Il y eut un silence, puis la réplique brève d’Amédée :

— Expliquez-vous.

Au ton de cette réplique, Isabelle sentit que l’opinion qu’elle avait de Pignardol heurtait de front celle que son mari s’en était faite. C’était une raison de plus pour ne faire grâce d’aucun considérant.
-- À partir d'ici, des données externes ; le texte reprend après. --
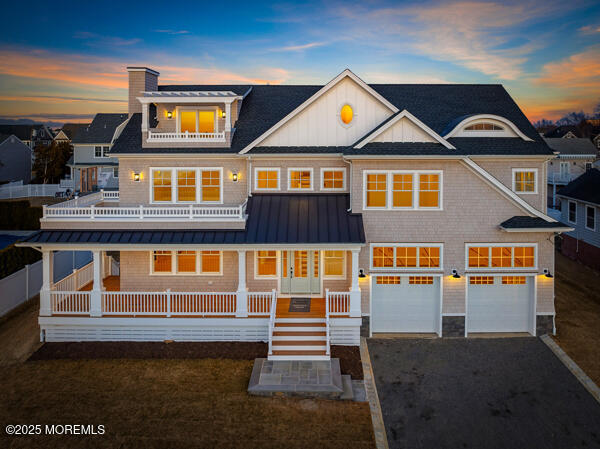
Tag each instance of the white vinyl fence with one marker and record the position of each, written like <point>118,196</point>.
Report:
<point>26,283</point>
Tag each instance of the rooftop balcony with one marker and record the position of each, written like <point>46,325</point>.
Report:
<point>104,206</point>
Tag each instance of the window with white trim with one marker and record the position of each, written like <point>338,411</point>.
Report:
<point>186,262</point>
<point>501,256</point>
<point>572,212</point>
<point>405,256</point>
<point>333,178</point>
<point>525,180</point>
<point>402,189</point>
<point>300,178</point>
<point>590,218</point>
<point>266,178</point>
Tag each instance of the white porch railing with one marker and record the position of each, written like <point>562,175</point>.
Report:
<point>154,136</point>
<point>338,302</point>
<point>259,303</point>
<point>71,303</point>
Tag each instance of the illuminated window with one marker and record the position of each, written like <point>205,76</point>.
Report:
<point>524,256</point>
<point>514,280</point>
<point>387,280</point>
<point>420,280</point>
<point>479,256</point>
<point>162,262</point>
<point>524,181</point>
<point>211,185</point>
<point>186,185</point>
<point>333,179</point>
<point>334,262</point>
<point>484,127</point>
<point>406,257</point>
<point>346,114</point>
<point>300,179</point>
<point>376,190</point>
<point>481,280</point>
<point>501,257</point>
<point>267,179</point>
<point>161,185</point>
<point>429,190</point>
<point>429,257</point>
<point>266,263</point>
<point>210,262</point>
<point>186,261</point>
<point>402,190</point>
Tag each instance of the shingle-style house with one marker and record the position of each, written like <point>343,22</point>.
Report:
<point>305,215</point>
<point>573,158</point>
<point>91,167</point>
<point>580,208</point>
<point>15,160</point>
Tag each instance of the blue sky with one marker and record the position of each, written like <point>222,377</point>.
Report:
<point>66,61</point>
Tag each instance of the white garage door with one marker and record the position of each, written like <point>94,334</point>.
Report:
<point>405,303</point>
<point>500,303</point>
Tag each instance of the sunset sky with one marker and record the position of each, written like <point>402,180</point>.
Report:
<point>65,61</point>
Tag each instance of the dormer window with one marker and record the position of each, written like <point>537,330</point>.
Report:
<point>484,127</point>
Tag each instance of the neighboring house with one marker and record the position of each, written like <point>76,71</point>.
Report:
<point>91,167</point>
<point>15,160</point>
<point>580,208</point>
<point>563,131</point>
<point>394,207</point>
<point>574,157</point>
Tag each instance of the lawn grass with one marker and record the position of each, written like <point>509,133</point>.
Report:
<point>170,403</point>
<point>578,314</point>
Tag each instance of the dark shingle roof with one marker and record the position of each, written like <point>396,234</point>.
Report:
<point>585,188</point>
<point>272,219</point>
<point>101,130</point>
<point>525,222</point>
<point>437,105</point>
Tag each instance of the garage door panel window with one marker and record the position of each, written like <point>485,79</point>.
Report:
<point>399,256</point>
<point>498,257</point>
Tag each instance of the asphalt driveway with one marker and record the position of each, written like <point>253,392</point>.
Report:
<point>480,393</point>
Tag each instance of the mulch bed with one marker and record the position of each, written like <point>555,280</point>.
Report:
<point>349,355</point>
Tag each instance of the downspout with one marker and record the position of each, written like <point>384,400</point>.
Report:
<point>349,182</point>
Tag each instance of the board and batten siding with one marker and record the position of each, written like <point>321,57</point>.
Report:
<point>319,124</point>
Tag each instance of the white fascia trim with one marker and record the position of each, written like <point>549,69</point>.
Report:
<point>486,176</point>
<point>413,119</point>
<point>315,96</point>
<point>507,122</point>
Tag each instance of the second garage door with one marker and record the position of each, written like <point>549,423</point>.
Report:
<point>500,303</point>
<point>405,304</point>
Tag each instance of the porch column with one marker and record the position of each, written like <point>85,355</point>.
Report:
<point>47,272</point>
<point>355,295</point>
<point>96,293</point>
<point>242,291</point>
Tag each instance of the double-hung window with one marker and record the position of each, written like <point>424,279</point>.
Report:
<point>186,262</point>
<point>187,185</point>
<point>405,256</point>
<point>505,256</point>
<point>403,189</point>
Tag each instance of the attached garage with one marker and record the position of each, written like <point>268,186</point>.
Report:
<point>500,303</point>
<point>405,304</point>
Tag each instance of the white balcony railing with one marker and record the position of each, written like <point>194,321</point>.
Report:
<point>154,136</point>
<point>85,208</point>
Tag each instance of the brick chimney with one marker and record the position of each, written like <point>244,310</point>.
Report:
<point>141,79</point>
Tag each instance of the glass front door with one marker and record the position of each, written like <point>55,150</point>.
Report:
<point>300,272</point>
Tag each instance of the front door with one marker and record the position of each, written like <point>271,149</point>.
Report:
<point>300,272</point>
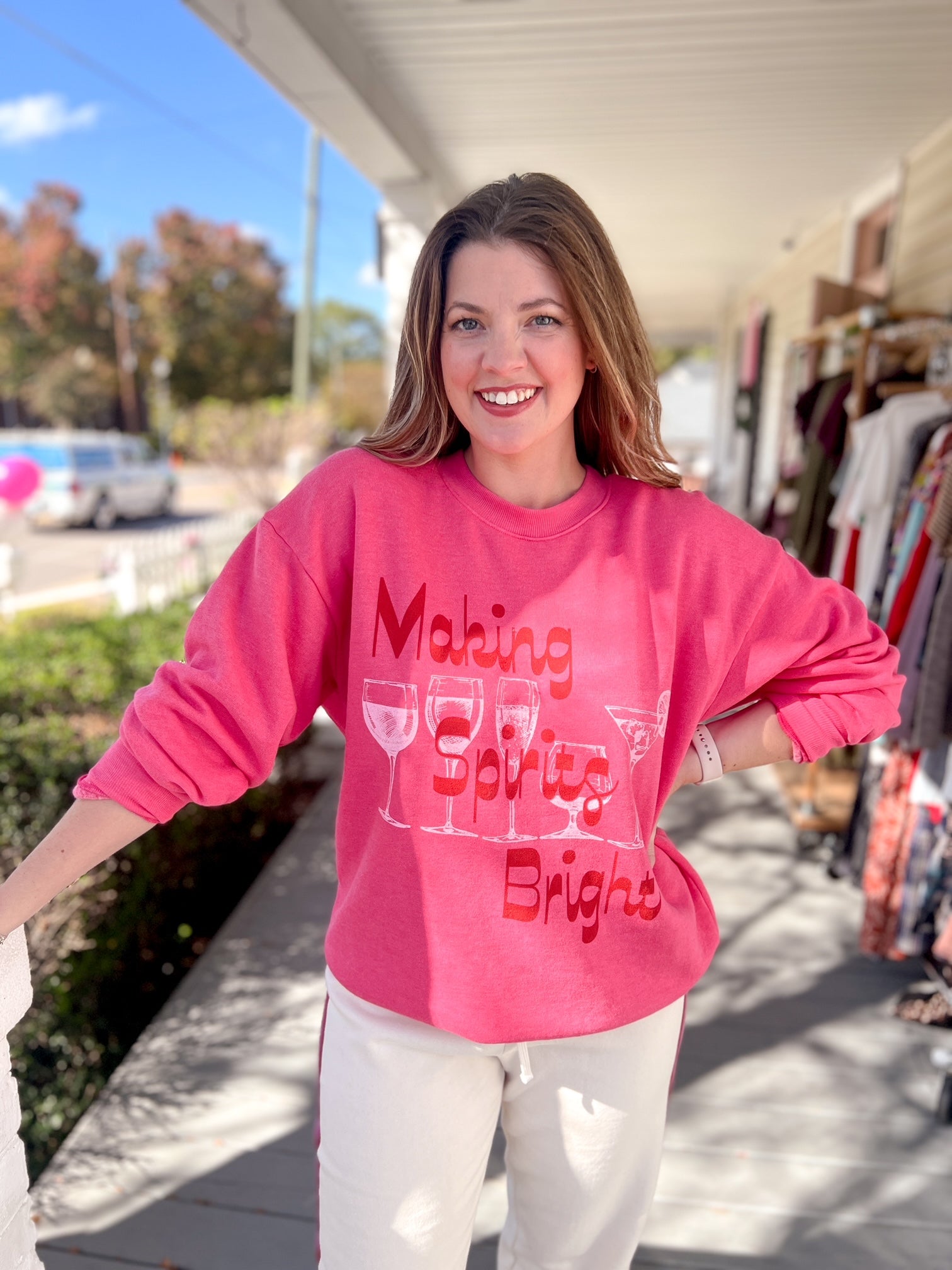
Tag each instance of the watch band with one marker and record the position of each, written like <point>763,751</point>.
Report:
<point>711,765</point>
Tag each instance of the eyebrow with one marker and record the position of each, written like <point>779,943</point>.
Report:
<point>530,304</point>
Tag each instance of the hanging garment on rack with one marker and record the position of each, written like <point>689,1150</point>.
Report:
<point>823,420</point>
<point>932,716</point>
<point>912,643</point>
<point>914,542</point>
<point>887,855</point>
<point>915,452</point>
<point>914,931</point>
<point>868,495</point>
<point>851,857</point>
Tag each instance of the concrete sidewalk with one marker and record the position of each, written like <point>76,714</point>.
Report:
<point>803,1131</point>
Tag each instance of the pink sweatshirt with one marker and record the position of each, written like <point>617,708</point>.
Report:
<point>517,690</point>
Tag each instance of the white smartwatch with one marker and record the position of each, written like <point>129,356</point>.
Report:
<point>711,765</point>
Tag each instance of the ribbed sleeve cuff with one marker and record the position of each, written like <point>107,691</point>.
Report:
<point>810,727</point>
<point>120,776</point>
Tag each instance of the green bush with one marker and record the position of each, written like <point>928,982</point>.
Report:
<point>108,951</point>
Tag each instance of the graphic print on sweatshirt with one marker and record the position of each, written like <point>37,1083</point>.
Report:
<point>490,745</point>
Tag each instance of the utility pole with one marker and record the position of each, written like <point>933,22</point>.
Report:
<point>126,357</point>
<point>301,372</point>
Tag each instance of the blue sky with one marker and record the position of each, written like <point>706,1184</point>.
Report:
<point>61,121</point>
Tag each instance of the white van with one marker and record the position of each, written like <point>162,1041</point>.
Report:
<point>92,478</point>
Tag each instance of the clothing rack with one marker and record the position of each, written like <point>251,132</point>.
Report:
<point>866,340</point>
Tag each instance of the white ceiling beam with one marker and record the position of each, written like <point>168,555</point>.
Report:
<point>309,54</point>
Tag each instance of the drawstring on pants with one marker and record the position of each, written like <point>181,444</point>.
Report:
<point>524,1066</point>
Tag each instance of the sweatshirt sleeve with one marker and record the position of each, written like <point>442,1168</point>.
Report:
<point>812,649</point>
<point>259,660</point>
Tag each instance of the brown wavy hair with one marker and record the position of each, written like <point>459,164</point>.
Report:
<point>618,412</point>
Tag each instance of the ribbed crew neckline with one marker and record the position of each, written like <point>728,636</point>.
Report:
<point>524,522</point>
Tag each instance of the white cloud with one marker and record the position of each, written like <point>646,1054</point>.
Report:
<point>40,117</point>
<point>367,275</point>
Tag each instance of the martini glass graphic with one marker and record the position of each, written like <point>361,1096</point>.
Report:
<point>642,729</point>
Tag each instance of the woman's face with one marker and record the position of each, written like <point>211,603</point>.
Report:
<point>508,333</point>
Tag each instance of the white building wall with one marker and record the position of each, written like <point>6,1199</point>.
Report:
<point>400,246</point>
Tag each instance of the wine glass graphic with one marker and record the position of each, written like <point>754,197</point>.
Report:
<point>642,729</point>
<point>391,712</point>
<point>517,712</point>
<point>451,696</point>
<point>596,784</point>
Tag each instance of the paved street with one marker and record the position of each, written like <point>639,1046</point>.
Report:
<point>54,558</point>
<point>802,1133</point>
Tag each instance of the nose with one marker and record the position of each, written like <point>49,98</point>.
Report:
<point>503,352</point>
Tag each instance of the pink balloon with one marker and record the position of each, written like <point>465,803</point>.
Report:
<point>20,478</point>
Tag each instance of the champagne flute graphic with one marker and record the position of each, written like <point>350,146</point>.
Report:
<point>517,712</point>
<point>642,729</point>
<point>451,696</point>
<point>391,712</point>
<point>594,785</point>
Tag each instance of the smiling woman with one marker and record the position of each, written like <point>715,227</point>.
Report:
<point>509,630</point>
<point>516,289</point>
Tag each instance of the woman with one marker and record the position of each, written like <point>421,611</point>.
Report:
<point>519,620</point>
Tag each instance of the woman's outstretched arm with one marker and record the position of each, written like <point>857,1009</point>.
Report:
<point>92,831</point>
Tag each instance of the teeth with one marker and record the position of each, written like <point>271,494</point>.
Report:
<point>509,398</point>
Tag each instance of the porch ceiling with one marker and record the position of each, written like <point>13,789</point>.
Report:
<point>703,132</point>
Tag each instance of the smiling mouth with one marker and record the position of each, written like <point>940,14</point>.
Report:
<point>507,397</point>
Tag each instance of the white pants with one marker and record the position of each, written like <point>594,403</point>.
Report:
<point>407,1118</point>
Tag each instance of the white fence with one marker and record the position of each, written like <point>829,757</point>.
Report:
<point>146,571</point>
<point>18,1235</point>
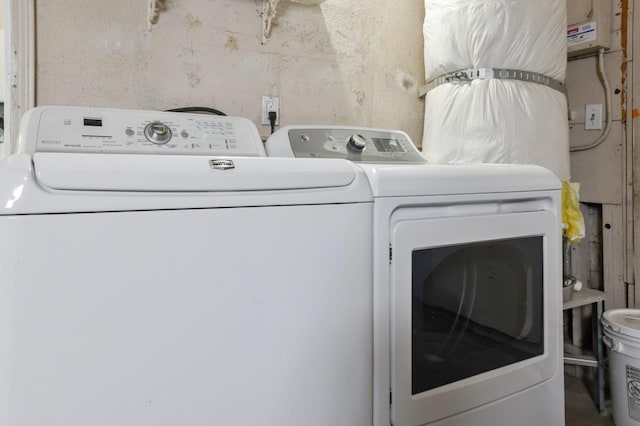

— D’abord, reprit-elle, Pignardol n’a pas encore trouvé un état social où il se sente à l’aise. Qu’un ingénieur chimiste soit fils de cultivateur, cela ne gênera personne si lui-même n’en est pas gêné. Mais si un changement de condition sociale déséquilibre un individu, cela prouve que la valeur de l’individu n’est pas grande. Pignardol n’est pas fixe, Pignardol n’est pas ferme, Pignardol est un affolé. C’est visible à mille signes. Rien que cette manière qu’il a eue de se jeter à votre cou : « Mon ami Durras, mon cher ami Durras, mon grand ami Durras… » Un homme qui vous a vu cinq ou six fois dans sa vie ! Il me fait penser à ces chiens fous qui ont perdu leur maître à la promenade et qui sautent aux épaules de tous les passants en les couvrant de crotte. Non, non, je ne puis dire que votre Pignardol m’inspire confiance. D’abord, comment saurait-on ce qu’il est ? Il n’a pas de regard.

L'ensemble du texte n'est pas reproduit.